0,8 Prozent, das reicht nicht, ist sich Daniel Jositsch, der zweite Gast des Horgner Wahlkampffests am Freitagabend, sicher: «Lassen wir uns nicht davon täuschen, dass es im Nationalrat eigentlich okay› aussieht. Wir haben eine riesengrosse Verantwortung.» Die SP müsse mindestens so viel gewinnen, wie die Grünen verlieren, nur um politischen Gleichstand zu erreichen. Prognosen zufolge wären das 2,7 Prozent Und: «Für politischen Fortschritt müssen wir noch viel mehr gewinnen.» Gerade im Bezug auf den Klimaschutz wären günstigere Mehrheitsverhältnisse im Parlament wünschenswert: «Bis 2050 wollen wir die Energiewende schaffen – also noch 27 Jahre», rechnet Jositsch im ehemaligen Schulhaus vor. «Das ist praktisch nichts, um ein Projekt dieser Grössenordnung zu stemmen.» Es bleibe nun keine Zeit mehr für Pflästerlipolitik. Was denn, wenn nicht Pflästerlipolitik? «Massive öffentliche Investitionen in den Umbau der Energieversorgung, die Mobilitätsinfrastruktur und den Gebäudepark – und zwar sozial gerecht, sodass wir niemanden zurücklassen», findet Nicola Siegrist. «Dann ist die Energiewende und der Ausstieg aus der fossilen Wirtschaft bis 2050 möglich.» Um die Kurve zu kratzen, brauche es aber eine stärkere Linke und konstanten Druck von der Strasse.

Die Phalanx aus den CVP-Stammlanden

Schlechter als «okay» sieht es im Ständerat aus: Dort sitze, so Ständeratskandidat Jositsch, eine «bürgerliche Phalanx ein», die jedes zukunftsträchtige Projekt verhindere.

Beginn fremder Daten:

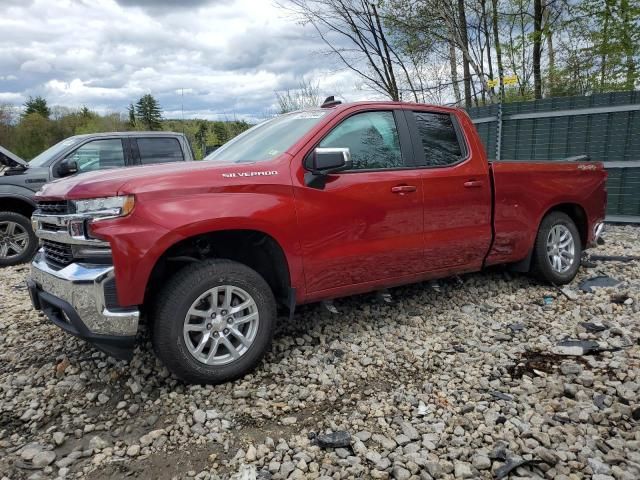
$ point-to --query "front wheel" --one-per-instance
(214, 321)
(18, 243)
(557, 250)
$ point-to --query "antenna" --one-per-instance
(330, 102)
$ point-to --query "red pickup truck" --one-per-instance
(308, 206)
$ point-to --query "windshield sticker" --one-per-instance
(250, 174)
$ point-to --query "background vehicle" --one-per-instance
(81, 153)
(309, 206)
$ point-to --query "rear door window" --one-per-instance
(159, 150)
(99, 155)
(439, 139)
(371, 137)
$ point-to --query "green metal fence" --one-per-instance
(605, 126)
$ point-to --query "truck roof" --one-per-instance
(128, 134)
(381, 103)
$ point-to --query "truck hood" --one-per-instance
(132, 180)
(11, 160)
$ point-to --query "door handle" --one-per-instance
(402, 189)
(473, 184)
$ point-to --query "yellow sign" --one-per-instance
(510, 80)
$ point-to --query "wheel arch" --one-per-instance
(254, 248)
(576, 213)
(18, 204)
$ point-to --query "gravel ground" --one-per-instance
(459, 379)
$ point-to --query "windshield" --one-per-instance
(51, 152)
(267, 140)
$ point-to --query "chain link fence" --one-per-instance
(605, 126)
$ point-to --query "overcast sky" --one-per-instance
(229, 56)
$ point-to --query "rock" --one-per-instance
(133, 450)
(44, 458)
(251, 454)
(98, 443)
(385, 442)
(463, 470)
(410, 431)
(400, 473)
(334, 440)
(58, 438)
(481, 462)
(199, 416)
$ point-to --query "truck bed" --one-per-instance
(524, 191)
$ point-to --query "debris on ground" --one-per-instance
(601, 281)
(516, 327)
(413, 404)
(567, 292)
(513, 463)
(576, 347)
(593, 327)
(339, 439)
(619, 298)
(501, 396)
(614, 258)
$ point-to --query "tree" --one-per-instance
(131, 110)
(148, 112)
(201, 136)
(305, 96)
(221, 133)
(85, 112)
(37, 105)
(353, 31)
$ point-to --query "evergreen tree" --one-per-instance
(132, 116)
(148, 112)
(201, 136)
(221, 133)
(37, 105)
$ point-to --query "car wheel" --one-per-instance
(557, 250)
(214, 321)
(18, 242)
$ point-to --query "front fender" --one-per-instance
(158, 223)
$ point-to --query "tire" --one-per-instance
(185, 292)
(547, 268)
(18, 242)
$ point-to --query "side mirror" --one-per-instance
(325, 161)
(330, 160)
(67, 167)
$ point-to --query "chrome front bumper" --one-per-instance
(82, 286)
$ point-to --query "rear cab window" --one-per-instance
(439, 139)
(159, 150)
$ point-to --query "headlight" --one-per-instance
(106, 207)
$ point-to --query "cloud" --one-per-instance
(227, 56)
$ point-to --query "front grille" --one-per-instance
(111, 295)
(58, 207)
(58, 255)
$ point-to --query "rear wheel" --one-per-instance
(557, 250)
(18, 242)
(214, 321)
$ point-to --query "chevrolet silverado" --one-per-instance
(305, 207)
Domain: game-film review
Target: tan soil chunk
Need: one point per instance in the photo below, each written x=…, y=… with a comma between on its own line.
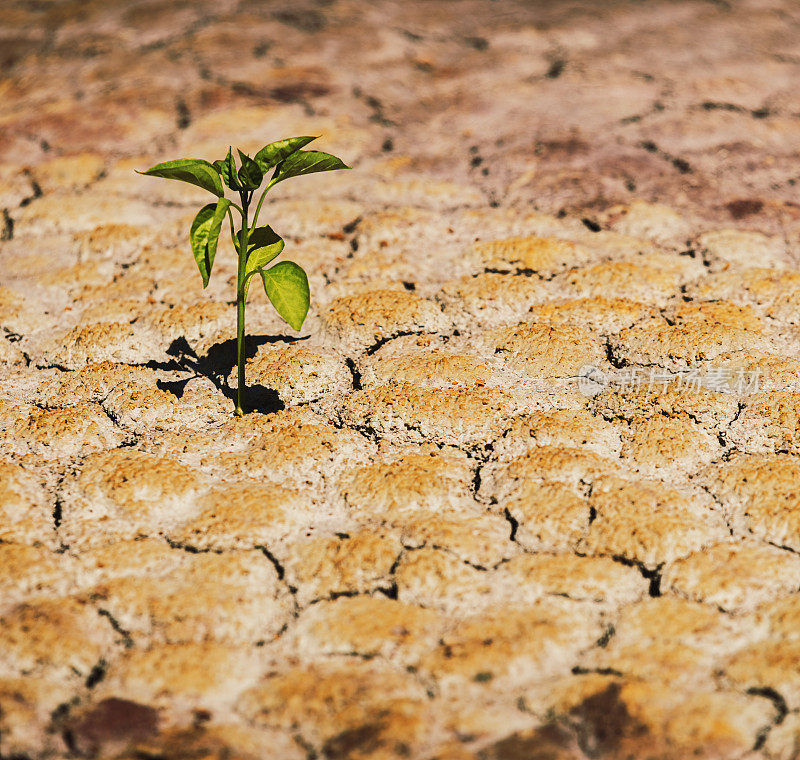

Zwar sei im Ständerat die Mitte noch vor der FDP die grösste Fraktion, aber: «Das sind die konservativen Mitte-Ständerät:innen aus den CVP-Stammlanden, die ebenso gut bei der SVP sein könnten, aber aus familiärer Tradition der Mitte angehören.» Die Strategie dieser Phalanx: Jositsch in den zweiten Wahlgang drücken, um ihn dort mit geeinten bürgerlichen Schildern und Lanzen zu bezwingen. Für die linken Parteien ist die Wahl Jositschs im ersten Gang also eminent wichtig. Deshalb auch Jositschs Appell ans Publikum in Horgen: «Vergessen Sie nicht: Die grösste Partei sind die Nichtwähler:innen. Sie arbeiten vielleicht mit euch, sind Familienmitglieder oder Bekannte.» Und wie überzeugt man denn ein nichtwählendes Familienmitglied oder eine Bekannte, die SP zu wählen? Nicola Siegrist sagt: «Es gibt Parteien, die sind kurz vor den Wahlen immer sehr besorgt um die Wünsche der Wähler:innen, aber nach dem Wahltag machen sie wieder Politik für mächtige Lobbys, das sind FDP und SVP. Und es gibt eine Partei, die sich vor UND nach den Wahlen fürs Portemonnaie und die Rechte der normalen Leute sowie für den Schutz der Umwelt einsetzt: Das ist die SP.»

 

Parteien im Wahlkampf

Wie geht es den Parteien links der Mitte im Wahlkampf, was freut oder ärgert sie, was sind ihre Themen? P.S. fragt nach – zum Abschluss bei der SP.